Prima di registrarti per una gara più lunga o un evento che ha un tempo limite, dovrai pronosticare il tuo tempo di arrivo. È importante inserire solo eventi che sai essere in grado di completare entro il limite di tempo. Per una previsione di mezza maratona, aggiungi 20 secondi per miglio al ritmo che sei stato in grado di fare per finire un 10K. Per una previsione della maratona, moltiplicare per cinque il tempo di arrivo di 10 chilometri.
Allenarsi per percorrere diverse distanze
La formazione può fare miracoli.

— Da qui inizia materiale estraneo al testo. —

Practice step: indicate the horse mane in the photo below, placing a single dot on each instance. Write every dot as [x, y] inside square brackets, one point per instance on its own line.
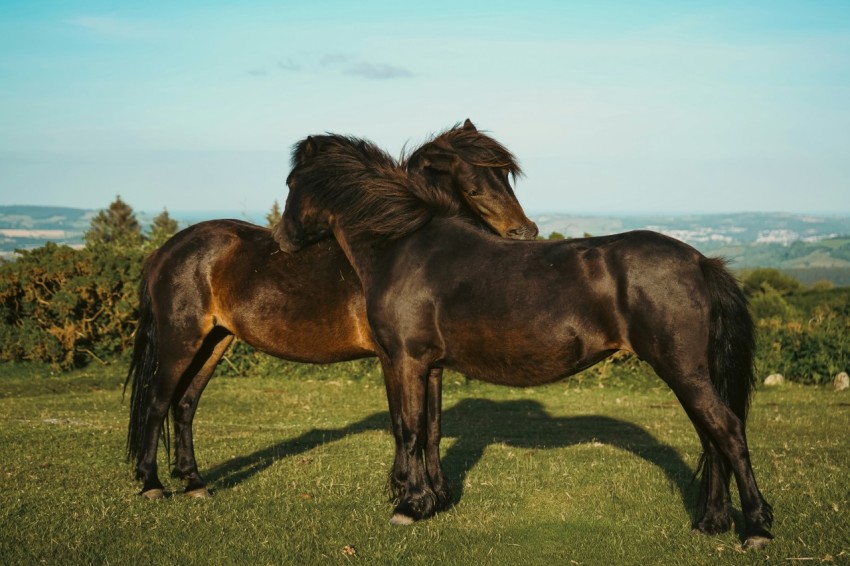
[470, 145]
[364, 187]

Costruendo gradualmente la distanza percorribile a piedi e prestando attenzione alla tua postura e alla forma che cammina, sarai in grado di camminare sempre più velocemente. È sempre una buona idea aumentare costantemente il tempo di percorrenza da distanze più brevi a lunghe distanze. Aggiungendo una camminata più lunga ogni settimana, costruirai i tuoi muscoli e la tua resistenza. Inoltre, indurirai la pelle dei tuoi piedi, il che aiuta a prevenire le vesciche.
Inizia con la distanza che sei in grado di camminare comodamente. Aggiungi un miglio a quella distanza ogni settimana, che sarà tra 15 e 20 minuti in più di cammino costante. Prova un programma di camminata rapida di 30 giorni per iniziare a costruire il tuo chilometraggio, se vuoi solo percorrere un miglio, goderti una passeggiata di carità di 5 chilometri o anche iniziare l'allenamento per una mezza maratona o una maratona.